The credit union movement took hold in America in 1909, when groups of individuals, linked usually by a common workplace, combined their capital for common purposes, such as housing loans or business loans. But a credit union of blacksmiths might have found its growth stymied by the changing times, and laws were altered to allow for membership requirements to be based on other factors. Few credit unions have benefited more from the SEG and community-based memberships than the Delta Community Credit Union (DCCU), begun in 1940 and today the largest credit union in Georgia, one that has had to weather a severe economic downturn and the bankruptcy – and subsequent rebound – of the airline whose employees formed its original membership. It has done so, says Rick Foley, DCCU’s CEO and president.

“When Delta filed for bankruptcy [in 2005], people were taking money out of their savings accounts and checking accounts basically to live off of, and we actually had a reduction in deposits of about $410 million over that 17-month span [until Delta came out of bankruptcy],” Foley says. “But we have recovered all of that over the last 18 months. When they went into bankruptcy we were at $2.678 billion [in assets] and we went down to $2.2 billion while they were in bankruptcy, and now we’re back up to $3.5 billion.”

Part of that recovery was due to the stability the Delta credit union enjoyed thanks to the well-timed 2005 move to open membership to more than 150 area companies, including Chick-fil-A and Yamaha, whose employees then qualified for membership, as well as the residents of 11 Metro Atlanta counties.

“To make sure we were a stable and sound organization, we knew it was a smart move to expand our field of membership [to] include other people and not have all our eggs in one nest,” Foley says.
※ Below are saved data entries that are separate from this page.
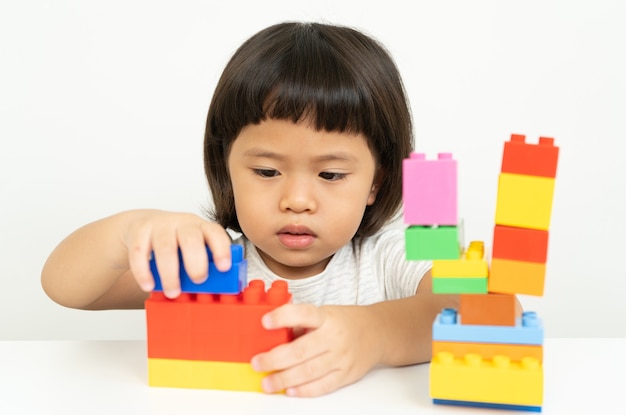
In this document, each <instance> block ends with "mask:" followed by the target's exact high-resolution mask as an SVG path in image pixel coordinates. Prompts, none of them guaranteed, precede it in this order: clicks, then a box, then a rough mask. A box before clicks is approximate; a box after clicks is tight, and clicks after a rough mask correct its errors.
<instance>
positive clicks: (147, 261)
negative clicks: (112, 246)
mask: <svg viewBox="0 0 626 415" xmlns="http://www.w3.org/2000/svg"><path fill="white" fill-rule="evenodd" d="M136 213H137V214H135V215H132V214H131V215H130V218H129V221H128V223H127V226H126V227H125V234H123V235H121V237H122V243H123V244H124V245H125V247H126V249H127V250H128V263H129V267H130V270H131V272H132V274H133V275H134V277H135V280H136V281H137V283H138V284H139V286H140V287H141V289H142V290H144V291H146V292H149V291H152V290H153V289H154V277H153V275H152V272H151V271H150V256H151V254H152V253H154V256H155V260H156V264H157V269H158V270H159V276H160V278H161V283H162V286H163V292H164V294H165V295H166V296H167V297H169V298H175V297H177V296H178V295H179V294H180V292H181V291H180V279H179V278H180V277H179V260H178V249H179V248H180V250H181V253H182V257H183V262H184V264H185V269H186V271H187V273H188V274H189V277H190V278H191V280H192V281H194V282H196V283H201V282H203V281H204V280H205V279H206V278H207V277H208V274H207V273H208V269H209V263H208V257H207V253H206V248H205V246H206V245H208V247H209V249H210V250H211V254H212V255H213V261H214V262H215V266H216V268H217V269H218V270H220V271H222V272H224V271H228V270H229V269H230V266H231V258H230V245H231V239H230V237H229V236H228V234H227V233H226V230H225V229H224V228H223V227H222V226H221V225H219V224H217V223H214V222H209V221H207V220H205V219H202V218H201V217H199V216H196V215H194V214H191V213H177V212H166V211H159V210H142V211H136Z"/></svg>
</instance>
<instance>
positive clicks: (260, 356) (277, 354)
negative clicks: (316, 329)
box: [250, 332, 328, 372]
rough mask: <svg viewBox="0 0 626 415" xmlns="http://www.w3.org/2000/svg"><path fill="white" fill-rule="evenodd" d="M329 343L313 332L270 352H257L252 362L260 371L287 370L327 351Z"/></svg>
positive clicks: (261, 371) (284, 344) (327, 350)
mask: <svg viewBox="0 0 626 415" xmlns="http://www.w3.org/2000/svg"><path fill="white" fill-rule="evenodd" d="M327 345H328V342H327V341H324V339H320V338H319V336H316V333H315V332H311V333H308V334H307V335H306V336H301V337H299V338H297V339H296V340H293V341H291V342H289V343H285V344H281V345H278V346H276V347H274V348H273V349H272V350H270V351H268V352H265V353H259V354H257V355H256V356H254V357H252V360H251V361H250V363H251V365H252V368H253V369H254V370H256V371H258V372H275V371H281V370H287V369H290V368H292V367H295V366H297V365H302V364H304V363H305V362H307V361H309V360H311V359H314V358H318V357H319V356H321V355H322V354H324V353H327V352H328V347H327Z"/></svg>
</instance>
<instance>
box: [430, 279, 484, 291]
mask: <svg viewBox="0 0 626 415" xmlns="http://www.w3.org/2000/svg"><path fill="white" fill-rule="evenodd" d="M488 285H489V283H488V278H487V277H477V278H475V277H459V278H454V277H442V278H434V277H433V294H487V292H488Z"/></svg>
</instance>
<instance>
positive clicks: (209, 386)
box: [148, 358, 267, 392]
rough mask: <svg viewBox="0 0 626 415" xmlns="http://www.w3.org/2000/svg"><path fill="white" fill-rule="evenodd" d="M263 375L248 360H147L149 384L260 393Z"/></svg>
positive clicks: (201, 388)
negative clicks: (216, 361)
mask: <svg viewBox="0 0 626 415" xmlns="http://www.w3.org/2000/svg"><path fill="white" fill-rule="evenodd" d="M266 375H267V373H261V372H256V371H255V370H254V369H252V366H251V365H250V364H249V363H239V362H209V361H202V360H179V359H155V358H149V359H148V384H149V385H150V386H160V387H169V388H190V389H220V390H233V391H246V392H263V389H261V380H262V379H263V377H265V376H266Z"/></svg>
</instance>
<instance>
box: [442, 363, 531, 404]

And there was the well-publicized national banking crisis that Foley says helped drive customers to the credit union door. “In 2009, we had a large inflow of deposits because people were leaving other institutions and bringing their deposits to us because they felt like what we had to offer was more safe and sound and more secure.”

Foley says 2009 deposits grew by 25 percent. “Assets were up last year [and] loans were up substantially,” he says. “People came to us as a refuge, I guess you could say, so our growth was great.”

Credit unions, says Foley, are more cautious in their lending practices and are shy about taking risks, due, in part, to the regulations under which they operate. “There is a regulation for state-chartered credit unions that prohibits [them] from owning stock,” he says.

New members of the Delta credit union must put up $5 to join, but that’s not a fee, according to Foley. “The $5 they pay is really a share of ownership in the credit union,” he says. So, what are shareholder meetings like for Delta’s 198,000 members? The question draws a chuckle from Foley. “We have an annual shareholder meeting, usually in March, and we advertise that meeting throughout the system,” Foley says. “And people are so happy with what we do that we’re lucky if 50 people show up.”